Chan Dara, the assistant to provincial prosecutor Heing Sopheak, said yesterday that the provincial court ordered the interdiction and inspection of the trucks last Friday because they were “headed in the wrong direction”, towards Vietnam rather than to their approved destination.
“Even if the timber is legal, they were still stopped because the transportation should not have gone to that [check point],” he said.
“The trucks were going in the wrong direction. The timber totalled least between 15 to 17 cubic metres per truck. Whether they were overloaded or not, they had to be halted as long as they were headed on the wrong route,” he added.

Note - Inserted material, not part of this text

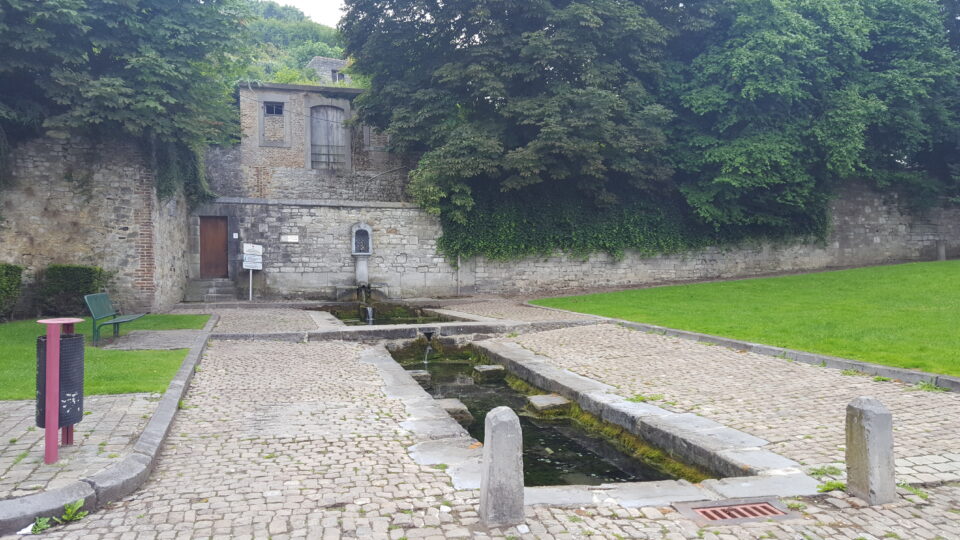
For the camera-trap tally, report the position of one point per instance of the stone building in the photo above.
(330, 70)
(305, 178)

Joint forces, including customs officials and national military police, halted the trucks carrying timber belonging to Ang & Associates Lawyers Ltd. The trucks were stopped near a check point on the Vietnamese border, violating law permits for transportation of timber, which is limited to areas within Tbong Khmum province.
He added that the seized trucks and timber were impounded at Tbong Khmum’s customs office for inspection by experts and further legal action.
According to Stung Treng Provincial Forestry Administration’s records, four Agriculture and Forestry Administration officials, as well as a company representative, measured both trucks’ timber at a sawmill in Stung Treng’s Sesan district last Tuesday. The notes also state that the 35.555 cubic metres of timber were from “the clearing of water reservoirs of the Lower Sesan 2”.
On the same day, provincial agricultural department had issued the company permission to transport the timber from the sawmill to Tbong Khmum’s Ponhea Krek district and Kampong Cham’s Koh Sotin district.
One of the trucks, however, operated under a permit that had expired one day before the incident, and was thus transporting timber illegally.
Spokesman of National Military Police Eng Hy, and the company’s representative Mol Ban could not be reached for comment yesterday.